Chrome wasn't built in a day, but for some enterprising browser users it may be billed through the year.
Google (Nasdaq: GOOG ) is rolling out a program called Screenwise, consisting of a user panel that will kick the tires of the search giant's fledgling Chrome browser. There hasn't been an official announcement, but you know how things go in cyberspace. Ever since Search Engine Land broke the story yesterday, countless others are passing on the link to the Screenwise signup page.
Gee. I guess I just did, too.
Why would someone willingly want to download a browser extension that will "share with Google the sites you visit and how you use them" in these privacy-weary times? Well, Big G is hoping to make it worth your while.
Google will pay accepted panelists $5 for installing the browser extension. It will then continue to reward active Screenwise panelists with another $5 every three months during the full year of the program.

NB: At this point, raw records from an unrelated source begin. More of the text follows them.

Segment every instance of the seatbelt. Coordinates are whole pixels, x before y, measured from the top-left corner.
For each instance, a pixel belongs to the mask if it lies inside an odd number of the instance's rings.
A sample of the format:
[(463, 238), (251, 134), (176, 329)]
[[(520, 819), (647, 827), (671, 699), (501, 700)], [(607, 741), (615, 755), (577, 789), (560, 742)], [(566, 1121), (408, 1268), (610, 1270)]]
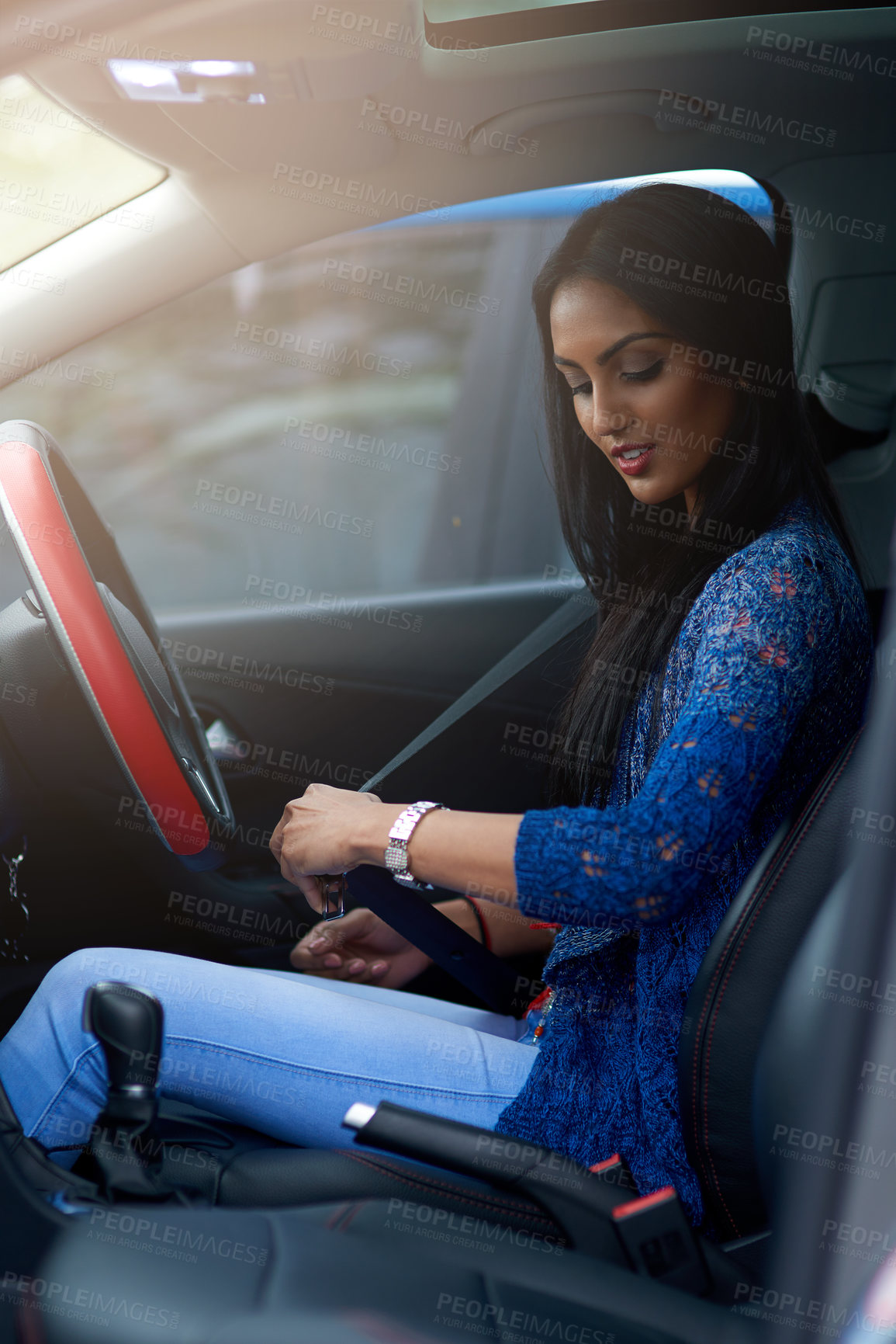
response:
[[(563, 606), (552, 612), (525, 638), (505, 653), (478, 681), (459, 695), (443, 714), (408, 742), (406, 747), (361, 785), (359, 793), (368, 793), (415, 757), (423, 747), (446, 732), (458, 719), (493, 695), (500, 687), (535, 663), (537, 657), (559, 644), (598, 612), (598, 602), (587, 589), (568, 597)], [(477, 938), (431, 906), (412, 888), (395, 882), (384, 868), (363, 863), (345, 875), (352, 896), (369, 906), (386, 923), (407, 938), (415, 948), (431, 957), (454, 980), (492, 1009), (492, 1012), (521, 1015), (531, 993), (521, 995), (517, 974), (505, 961), (484, 948)]]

In an interesting move, Google will be paying panelists in Amazon.com (Nasdaq: AMZN ) gift codes even though the online retailer has no connection to the browser tracking research. Wouldn't it have been easier to shell out $5 in Google Wallet credit? It could've killed two fledging birds with one stone.
Some will wonder if Google is paying users as much as $25 to ooze data or simply stick to Google's Chrome browser.
Does it seem desperate?
Others have resorted to financial incentives in Google's stronghold of search.
Does anyone remember Amazon's 1.57% (half of Pi) shopping discount for users of its now defunct A9 search engine? It lasted nearly two years before being abandoned ahead of the 2006 holiday shopping season.
Whether users are handed cash or points that can be redeemed for prizes, there are folks that will be motivated only if money is involved. The success of United Online's (Nasdaq: UNTD ) MyPoints stems entirely from folks beginning their online shopping experiences through the portal to earn points through select merchants that can be exchanged for gift cards.
It remains to be seen how many panelists Google is hoping to land through Screenwise or how visitors will react to Google in general and Chrome in particular if the applications grow so unwieldy that most interested users get shut out.
There's no shame in paying for leads. After all, isn't that the value proposition that Google offers its advertisers?